Probability of having $5$ and $6$ in $12$ dice throws

Question

Let an experiment consists in throwing $12$ dice and let us count $5$ and $6$ as "success." With perfect dice the probability of success is $p = 1/3$ and the number of successes should follow the binomial distribution $b(k; 12, l)$.

I was reading Feller's Intro. to Probability theory and its applications and was wondering how he got the $p=1/3$?

As I understand, he calculated the probability, that in $12$ throws of one dice he get at least one 5 or 6. Denote it with $P(A_5 \text{ or }A_6)$.
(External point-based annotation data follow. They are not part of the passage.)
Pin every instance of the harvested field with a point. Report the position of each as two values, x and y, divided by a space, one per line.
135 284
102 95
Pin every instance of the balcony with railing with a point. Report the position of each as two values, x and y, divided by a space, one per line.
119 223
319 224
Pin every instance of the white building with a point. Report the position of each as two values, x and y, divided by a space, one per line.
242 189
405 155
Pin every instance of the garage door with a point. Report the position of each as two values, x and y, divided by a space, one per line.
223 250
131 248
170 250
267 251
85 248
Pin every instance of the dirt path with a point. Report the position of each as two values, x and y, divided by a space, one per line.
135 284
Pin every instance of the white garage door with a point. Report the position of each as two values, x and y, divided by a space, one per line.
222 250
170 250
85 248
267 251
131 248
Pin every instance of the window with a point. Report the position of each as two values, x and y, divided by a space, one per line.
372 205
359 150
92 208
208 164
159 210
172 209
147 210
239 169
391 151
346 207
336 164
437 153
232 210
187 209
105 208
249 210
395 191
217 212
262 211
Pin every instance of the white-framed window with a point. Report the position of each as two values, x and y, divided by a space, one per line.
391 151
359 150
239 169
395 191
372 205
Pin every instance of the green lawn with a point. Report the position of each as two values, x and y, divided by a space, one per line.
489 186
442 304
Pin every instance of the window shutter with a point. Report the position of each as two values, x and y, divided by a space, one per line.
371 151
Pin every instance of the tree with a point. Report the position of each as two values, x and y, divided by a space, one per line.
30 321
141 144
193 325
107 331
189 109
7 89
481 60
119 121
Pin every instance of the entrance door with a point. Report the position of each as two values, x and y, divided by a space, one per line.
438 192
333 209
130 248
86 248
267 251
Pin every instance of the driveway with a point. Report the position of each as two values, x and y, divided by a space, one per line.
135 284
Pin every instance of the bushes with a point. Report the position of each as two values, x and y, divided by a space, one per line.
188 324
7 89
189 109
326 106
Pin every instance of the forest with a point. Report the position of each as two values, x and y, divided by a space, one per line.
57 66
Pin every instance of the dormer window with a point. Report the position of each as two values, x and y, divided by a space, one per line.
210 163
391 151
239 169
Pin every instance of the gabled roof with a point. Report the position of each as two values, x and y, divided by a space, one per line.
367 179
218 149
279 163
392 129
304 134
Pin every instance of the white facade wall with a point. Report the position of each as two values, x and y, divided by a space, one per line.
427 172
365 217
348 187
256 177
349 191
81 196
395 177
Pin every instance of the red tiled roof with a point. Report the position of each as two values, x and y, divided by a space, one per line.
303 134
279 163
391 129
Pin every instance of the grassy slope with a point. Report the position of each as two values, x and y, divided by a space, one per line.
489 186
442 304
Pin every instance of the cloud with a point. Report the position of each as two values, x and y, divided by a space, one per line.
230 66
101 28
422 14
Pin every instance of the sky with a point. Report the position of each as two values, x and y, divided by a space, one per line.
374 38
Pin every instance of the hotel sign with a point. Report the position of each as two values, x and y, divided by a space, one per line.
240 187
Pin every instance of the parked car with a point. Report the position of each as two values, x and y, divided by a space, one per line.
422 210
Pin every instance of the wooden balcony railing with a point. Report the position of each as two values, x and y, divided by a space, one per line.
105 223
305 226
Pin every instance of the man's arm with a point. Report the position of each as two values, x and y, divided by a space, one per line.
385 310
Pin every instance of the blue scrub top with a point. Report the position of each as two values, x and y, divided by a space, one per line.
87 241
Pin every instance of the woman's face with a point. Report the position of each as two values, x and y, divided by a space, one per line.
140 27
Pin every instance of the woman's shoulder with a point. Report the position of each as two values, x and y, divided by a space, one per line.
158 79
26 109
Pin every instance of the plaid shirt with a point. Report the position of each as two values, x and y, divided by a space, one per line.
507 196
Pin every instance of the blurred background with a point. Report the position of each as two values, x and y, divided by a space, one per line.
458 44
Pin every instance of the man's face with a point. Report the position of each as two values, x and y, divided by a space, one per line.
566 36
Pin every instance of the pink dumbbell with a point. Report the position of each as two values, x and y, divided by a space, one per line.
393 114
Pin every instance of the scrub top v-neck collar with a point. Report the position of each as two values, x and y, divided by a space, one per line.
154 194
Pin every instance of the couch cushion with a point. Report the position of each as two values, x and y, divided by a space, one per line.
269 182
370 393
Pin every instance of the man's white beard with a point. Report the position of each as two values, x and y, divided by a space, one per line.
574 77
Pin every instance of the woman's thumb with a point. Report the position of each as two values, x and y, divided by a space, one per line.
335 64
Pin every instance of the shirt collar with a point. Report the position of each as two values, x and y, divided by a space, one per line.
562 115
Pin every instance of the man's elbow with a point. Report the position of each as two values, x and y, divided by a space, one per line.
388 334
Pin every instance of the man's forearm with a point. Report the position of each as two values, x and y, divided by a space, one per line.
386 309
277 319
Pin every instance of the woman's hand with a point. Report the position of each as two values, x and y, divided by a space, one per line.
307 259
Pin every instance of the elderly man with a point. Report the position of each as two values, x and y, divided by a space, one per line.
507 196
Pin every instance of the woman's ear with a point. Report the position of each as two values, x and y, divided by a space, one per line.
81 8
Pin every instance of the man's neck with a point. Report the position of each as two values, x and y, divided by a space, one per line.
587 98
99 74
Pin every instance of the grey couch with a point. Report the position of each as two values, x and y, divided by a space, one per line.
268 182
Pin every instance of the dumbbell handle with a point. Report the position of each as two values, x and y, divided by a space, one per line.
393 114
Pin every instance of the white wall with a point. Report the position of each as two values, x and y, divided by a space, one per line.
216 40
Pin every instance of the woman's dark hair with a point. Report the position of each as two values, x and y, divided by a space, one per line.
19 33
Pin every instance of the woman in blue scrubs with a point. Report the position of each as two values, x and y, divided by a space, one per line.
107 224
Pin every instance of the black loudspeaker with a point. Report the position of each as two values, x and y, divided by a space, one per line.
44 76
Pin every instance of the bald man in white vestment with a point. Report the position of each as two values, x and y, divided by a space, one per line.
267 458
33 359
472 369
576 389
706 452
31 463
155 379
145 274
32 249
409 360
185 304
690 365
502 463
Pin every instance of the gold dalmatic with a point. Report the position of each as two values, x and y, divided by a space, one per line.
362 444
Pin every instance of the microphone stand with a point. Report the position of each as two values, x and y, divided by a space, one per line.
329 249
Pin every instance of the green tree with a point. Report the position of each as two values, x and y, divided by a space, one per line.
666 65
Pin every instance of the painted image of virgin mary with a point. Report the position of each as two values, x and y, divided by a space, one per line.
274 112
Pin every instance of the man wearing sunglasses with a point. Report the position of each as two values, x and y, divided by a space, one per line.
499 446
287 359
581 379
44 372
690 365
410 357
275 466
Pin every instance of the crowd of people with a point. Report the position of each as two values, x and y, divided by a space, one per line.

$P(A_5 \text{ or } A_6)=P(A_5)+P(A_6)-P(A_5 A_6)$;

$P(A_5)=P(A_6)=1-(\frac {5} {6})^{12}$;

$P(A_5 A_6)=P(A_5)\cdot P(A_6)$; since the event outcomes are independent,

but in this case I my result is $0.987420884$

Answer 1

Denoting the number that appears from the $i$-th die by $D_i$ there is a probability on success at the $i$-th experiment that equals: $$P(D_i=5\vee D_i=6)=P(D_i=5)+P(D_i=6)=\frac16+\frac16=\frac13$$

Answer 2

It seems like he meant that the probability of success in one Bernoulli trial (i.e., one dice roll) is $\frac13$, then he's going to use this as a parameter in the binomial distribution for $12$ dice rolls.

I'll also note that if $A_5$ means rolling at least one $5$ among $12$ dice, and $A_6$ means rolling at least one $6$, they are not independent -- this can be seen intuitively by noting that if we know you rolled at least one $5$, it's lightly less likely that you rolled at least one $6$ (we can discount the possibility that you rolled all twelve $6$s).